Stroke is a disease that occurs in the brain and can cause both vocal and global brain dysfunction. Stroke research mainly aims to predict risk and mortality. Machine learning can be used to diagnose and predict diseases in the healthcare field, especially in stroke prediction. However, collecting medical record data to predict a disease usually makes much noise because not all variables are important and relevant to the prediction process. In this case, dimensionality reduction is essential to remove noisy (i.e., irrelevant) and redundant features. This study aims to predict stroke using Recursive Feature Elimination as feature selection, Principal Component Analysis as feature extraction, and a combination of Recursive Feature Elimination and Principal Component Analysis.
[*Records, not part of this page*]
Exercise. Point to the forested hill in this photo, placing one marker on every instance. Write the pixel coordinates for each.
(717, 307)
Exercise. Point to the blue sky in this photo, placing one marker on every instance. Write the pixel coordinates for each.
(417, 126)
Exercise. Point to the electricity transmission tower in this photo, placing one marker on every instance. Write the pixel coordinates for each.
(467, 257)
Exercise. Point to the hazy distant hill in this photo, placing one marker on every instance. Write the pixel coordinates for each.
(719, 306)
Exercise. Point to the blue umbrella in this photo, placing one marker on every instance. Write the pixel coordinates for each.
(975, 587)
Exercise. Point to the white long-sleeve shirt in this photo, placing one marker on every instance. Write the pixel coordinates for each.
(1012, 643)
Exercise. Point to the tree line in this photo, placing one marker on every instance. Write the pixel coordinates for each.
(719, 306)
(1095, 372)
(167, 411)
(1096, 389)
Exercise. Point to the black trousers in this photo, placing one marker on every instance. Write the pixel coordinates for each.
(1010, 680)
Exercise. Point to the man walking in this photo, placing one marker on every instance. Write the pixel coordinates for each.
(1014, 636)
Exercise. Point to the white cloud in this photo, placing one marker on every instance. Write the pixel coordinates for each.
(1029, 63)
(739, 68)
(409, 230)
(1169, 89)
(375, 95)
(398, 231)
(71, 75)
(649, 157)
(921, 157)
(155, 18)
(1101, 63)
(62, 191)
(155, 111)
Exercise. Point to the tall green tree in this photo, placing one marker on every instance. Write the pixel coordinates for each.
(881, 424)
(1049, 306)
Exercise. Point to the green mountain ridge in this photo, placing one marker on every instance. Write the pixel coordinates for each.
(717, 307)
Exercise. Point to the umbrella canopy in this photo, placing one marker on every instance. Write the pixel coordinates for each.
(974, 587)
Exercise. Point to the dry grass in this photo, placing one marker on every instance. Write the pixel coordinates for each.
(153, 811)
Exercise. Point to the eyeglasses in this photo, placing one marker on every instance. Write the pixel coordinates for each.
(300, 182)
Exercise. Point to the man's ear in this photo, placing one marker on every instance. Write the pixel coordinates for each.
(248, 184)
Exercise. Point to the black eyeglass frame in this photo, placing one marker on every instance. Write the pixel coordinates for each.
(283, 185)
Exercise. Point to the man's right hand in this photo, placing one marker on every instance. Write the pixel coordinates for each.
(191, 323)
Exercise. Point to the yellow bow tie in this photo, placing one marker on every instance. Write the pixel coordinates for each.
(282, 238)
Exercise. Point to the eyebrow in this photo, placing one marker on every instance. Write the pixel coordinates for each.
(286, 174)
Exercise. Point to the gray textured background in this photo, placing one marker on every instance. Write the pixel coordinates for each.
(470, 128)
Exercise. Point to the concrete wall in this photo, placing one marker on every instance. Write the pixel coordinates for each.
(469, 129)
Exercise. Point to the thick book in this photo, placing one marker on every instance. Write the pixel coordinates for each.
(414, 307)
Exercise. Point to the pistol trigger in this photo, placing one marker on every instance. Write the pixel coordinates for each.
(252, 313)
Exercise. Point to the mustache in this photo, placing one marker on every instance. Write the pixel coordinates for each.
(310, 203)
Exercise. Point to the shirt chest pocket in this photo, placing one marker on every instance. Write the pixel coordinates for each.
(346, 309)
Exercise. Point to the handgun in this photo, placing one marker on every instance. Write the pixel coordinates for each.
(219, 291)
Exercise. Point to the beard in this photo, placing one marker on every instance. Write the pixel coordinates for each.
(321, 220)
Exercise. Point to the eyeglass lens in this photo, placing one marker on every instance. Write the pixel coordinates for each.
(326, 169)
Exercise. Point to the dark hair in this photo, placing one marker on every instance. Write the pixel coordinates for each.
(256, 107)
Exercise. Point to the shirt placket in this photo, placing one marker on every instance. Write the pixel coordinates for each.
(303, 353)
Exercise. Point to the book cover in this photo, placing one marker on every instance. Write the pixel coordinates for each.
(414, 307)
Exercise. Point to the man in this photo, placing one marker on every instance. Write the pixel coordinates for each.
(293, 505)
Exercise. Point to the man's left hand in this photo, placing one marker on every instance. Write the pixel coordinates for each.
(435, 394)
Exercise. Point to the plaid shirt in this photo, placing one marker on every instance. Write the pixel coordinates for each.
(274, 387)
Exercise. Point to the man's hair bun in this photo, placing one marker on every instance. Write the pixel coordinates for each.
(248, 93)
The dataset used in this research is stroke prediction from Kaggle. The research methodology consists of pre-processing, SMOTE, 10-fold Cross-Validation, feature selection, feature extraction, and machine learning, which includes SVM, Random Forest, Naive Bayes, and Linear Discriminant Analysis. From the results obtained, the SVM and Random Forest get the highest accuracy value of 0.8775 and 0.9511 without using PCA and RFE, Naive Bayes gets the highest value of 0.7685 when going through PCA with selection of 20 features followed by RFE feature selection with selection of 5 features, and LDA gets the highest accuracy with 20 features from feature selection and continued feature extraction with a value of 0. 7963. It can be concluded in this study that SVM and Random Forest get the highest accuracy value without PCA and RFE techniques, while Naive Bayes and LDA show better performance using a combination of PCA and RFE techniques. The implication of this research is to know the effect of RFE and PCA on machine learning to improve stroke prediction.